By Joey Butler, United Methodist Communications
The Rev. Faith Lewis didn't know what to expect when she attended the first Game Changers Summitin 2014, but she definitely didn’t expect it to spawn a mission project.
Lewis heard a panel discussion that included Kristina Lee from Worldreader, an organization that puts digital books in the hands of students in developing nations.
Lewis’ church, Mt. Harmony/Lower Marlboro United Methodist Church in Owings, Maryland, had a long-standing relationship with Methodist Mission School in Murewa, Zimbabwe. They’d been sending teams there every two years since 1997.
“I’m sitting there with people who had been on Volunteers-in-Mission teams, and we thought, ‘Wouldn’t it be great if we could implement something like Worldreader at Murewa?’” she said.
Lewis started a conversation with Lee to learn more about Worldreader and tell her about her church’s mission projects in Zimbabwe. From that conversation, Lewis began to wonder if it might be possible to outfit the Murewa school with e-readers.
“When Faith came back from Game Changers with info about the e-reader initiative, we jumped on it pretty quickly,” said Charlie Moore, a member of Community United Methodist Church in Crofton, Maryland, who’s been leading VIM trips for over a decade.
Mt. Harmony/Lower Marlboro United Methodist Church secured one device and took it on their next trip to introduce to the school.
“The kids loved it,” Lewis said. “It’s in Shona, their own language. It satisfied a deep need and they didn’t even know it was a possibility.”
Next came the tough part: How to pay for it.
“So we were interested, they were interested, now what? It was $10,000,” Lewis said.
Her congregation got excited by the project and found creative ways to raise the money. VIM team members started posting online about it. A crowd-funding site was launched. One youth member held a video game night at the church where parents could drop their kids off for $20 and they played games all night.

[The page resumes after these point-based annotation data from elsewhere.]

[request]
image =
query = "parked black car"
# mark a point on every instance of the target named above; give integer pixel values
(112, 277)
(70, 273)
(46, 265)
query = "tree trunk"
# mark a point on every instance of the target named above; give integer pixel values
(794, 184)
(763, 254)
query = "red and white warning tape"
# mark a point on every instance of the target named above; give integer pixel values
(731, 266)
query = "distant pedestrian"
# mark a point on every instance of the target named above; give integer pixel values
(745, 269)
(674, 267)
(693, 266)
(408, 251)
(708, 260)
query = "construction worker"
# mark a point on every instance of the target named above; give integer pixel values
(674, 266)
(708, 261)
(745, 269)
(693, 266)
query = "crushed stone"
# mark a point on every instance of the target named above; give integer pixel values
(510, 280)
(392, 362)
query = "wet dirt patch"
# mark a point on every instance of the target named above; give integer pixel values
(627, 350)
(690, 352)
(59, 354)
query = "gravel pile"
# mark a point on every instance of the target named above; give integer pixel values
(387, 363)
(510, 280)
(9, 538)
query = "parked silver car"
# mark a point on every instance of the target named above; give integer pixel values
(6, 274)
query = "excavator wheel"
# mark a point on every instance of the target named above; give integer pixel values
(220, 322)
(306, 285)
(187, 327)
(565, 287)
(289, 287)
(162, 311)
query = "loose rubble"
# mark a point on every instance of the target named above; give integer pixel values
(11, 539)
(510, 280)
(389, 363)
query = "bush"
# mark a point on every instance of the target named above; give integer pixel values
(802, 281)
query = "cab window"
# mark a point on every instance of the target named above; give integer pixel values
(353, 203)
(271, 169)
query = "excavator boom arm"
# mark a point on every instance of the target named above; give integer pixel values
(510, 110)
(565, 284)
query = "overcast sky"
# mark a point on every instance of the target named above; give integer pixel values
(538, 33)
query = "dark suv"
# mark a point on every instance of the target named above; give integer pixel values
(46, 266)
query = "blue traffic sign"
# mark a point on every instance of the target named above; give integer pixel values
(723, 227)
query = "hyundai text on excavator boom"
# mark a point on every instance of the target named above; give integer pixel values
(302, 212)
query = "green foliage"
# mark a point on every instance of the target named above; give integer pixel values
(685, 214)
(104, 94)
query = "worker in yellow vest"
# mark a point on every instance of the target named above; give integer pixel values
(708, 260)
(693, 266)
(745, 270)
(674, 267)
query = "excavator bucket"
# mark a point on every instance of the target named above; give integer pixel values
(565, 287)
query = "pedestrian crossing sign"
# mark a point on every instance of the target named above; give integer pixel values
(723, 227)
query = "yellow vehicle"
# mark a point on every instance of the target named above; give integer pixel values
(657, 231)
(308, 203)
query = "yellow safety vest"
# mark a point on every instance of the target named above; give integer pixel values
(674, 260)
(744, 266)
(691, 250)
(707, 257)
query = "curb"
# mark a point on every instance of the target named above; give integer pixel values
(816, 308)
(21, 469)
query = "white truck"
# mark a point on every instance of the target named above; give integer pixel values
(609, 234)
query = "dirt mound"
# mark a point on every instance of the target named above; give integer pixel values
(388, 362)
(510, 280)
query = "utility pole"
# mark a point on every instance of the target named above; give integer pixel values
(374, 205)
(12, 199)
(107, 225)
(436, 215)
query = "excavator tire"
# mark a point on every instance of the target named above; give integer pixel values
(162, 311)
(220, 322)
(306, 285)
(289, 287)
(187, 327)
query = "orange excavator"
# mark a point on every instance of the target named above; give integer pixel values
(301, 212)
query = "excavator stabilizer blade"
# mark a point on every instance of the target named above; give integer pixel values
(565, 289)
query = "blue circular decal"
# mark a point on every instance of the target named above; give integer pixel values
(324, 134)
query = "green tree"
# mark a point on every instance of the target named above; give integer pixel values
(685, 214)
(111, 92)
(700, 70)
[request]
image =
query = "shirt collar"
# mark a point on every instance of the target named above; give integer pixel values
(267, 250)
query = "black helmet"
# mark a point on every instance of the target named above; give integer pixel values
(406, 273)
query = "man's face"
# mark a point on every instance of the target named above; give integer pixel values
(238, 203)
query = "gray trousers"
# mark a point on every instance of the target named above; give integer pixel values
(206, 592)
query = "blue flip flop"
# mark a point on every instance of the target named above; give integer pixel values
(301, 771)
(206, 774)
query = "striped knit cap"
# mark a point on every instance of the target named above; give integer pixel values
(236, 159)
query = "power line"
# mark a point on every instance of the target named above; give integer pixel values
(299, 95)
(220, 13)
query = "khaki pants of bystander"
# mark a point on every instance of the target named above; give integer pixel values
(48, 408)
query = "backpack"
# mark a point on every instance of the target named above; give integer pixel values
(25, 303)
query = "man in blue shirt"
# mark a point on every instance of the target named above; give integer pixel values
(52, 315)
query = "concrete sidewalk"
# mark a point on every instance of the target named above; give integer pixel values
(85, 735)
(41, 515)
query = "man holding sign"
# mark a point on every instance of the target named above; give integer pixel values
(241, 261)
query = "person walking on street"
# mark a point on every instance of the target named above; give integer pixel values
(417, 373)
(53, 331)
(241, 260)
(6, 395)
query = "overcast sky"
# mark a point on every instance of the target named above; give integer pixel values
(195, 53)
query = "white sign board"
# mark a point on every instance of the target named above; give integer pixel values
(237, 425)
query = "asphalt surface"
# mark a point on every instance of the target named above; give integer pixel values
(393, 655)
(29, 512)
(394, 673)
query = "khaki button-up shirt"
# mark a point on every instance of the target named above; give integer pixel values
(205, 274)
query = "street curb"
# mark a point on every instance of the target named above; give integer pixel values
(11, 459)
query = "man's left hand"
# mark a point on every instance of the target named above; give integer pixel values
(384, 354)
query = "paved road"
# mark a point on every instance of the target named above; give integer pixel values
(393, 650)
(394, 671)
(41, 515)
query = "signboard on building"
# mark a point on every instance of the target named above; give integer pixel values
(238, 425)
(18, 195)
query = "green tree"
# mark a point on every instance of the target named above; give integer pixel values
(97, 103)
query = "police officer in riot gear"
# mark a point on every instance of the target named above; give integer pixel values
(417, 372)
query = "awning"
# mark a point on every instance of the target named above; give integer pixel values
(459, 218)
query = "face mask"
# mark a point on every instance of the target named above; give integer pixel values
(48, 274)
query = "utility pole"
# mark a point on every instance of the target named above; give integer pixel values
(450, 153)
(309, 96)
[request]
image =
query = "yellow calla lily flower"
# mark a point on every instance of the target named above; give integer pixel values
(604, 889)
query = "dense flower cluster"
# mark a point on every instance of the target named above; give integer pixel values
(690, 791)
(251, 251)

“Everybody pitched in. It was such a perfect solution for them that we trusted that God would provide the funds,” Lewis said.
One big contribution came from an unexpected source.
Moore said a woman at the church heard about the program, and was about to receive a settlement from being in a major auto accident. She wanted to tithe off that settlement and had been praying over how to do it.
“She said, ‘Your program became the answer to my prayers.’ Within a week, I had a check for $7,010,” he added. “Her response was based on her love of reading, and she had a passion for addressing the needs in rural Africa.”
The church’s initial $10,000 goal was met and surpassed. They’re currently at $13,000. When they return to Zimbabwe in March 2016, they will be bringing 75 e-readers, each loaded with 100 books.
“This is a really joyous partnership for us because we know The United Methodist Church has such a massive network,” Lee said. “Now we can say through this one school that The UMC has really entered the digital reading revolution. We’ve been so grateful to Faith for leading the charge because we know when other congregations see the impact of this, we hope it will catch fire.”
Moore feels this is probably just the beginning.
“I’ve already gotten inquiries from some of my friends over there who are headmasters of schools, asking when we’re bringing e-readers to them!”
Lee is excited about the prospect of expanding Worldreader’s reach in Zimbabwe.
“We’re working across 13 countries in sub-Saharan Africa, but so far only one project in Zimbabwe, and that one was started years ago. We’re hoping that through The United Methodist Church we’re able to start a refresh pushing digital reading not just at this school, but spreading across the country.
“Don’t consider this just one project at the school. This could help influence the whole community, and then the whole country.”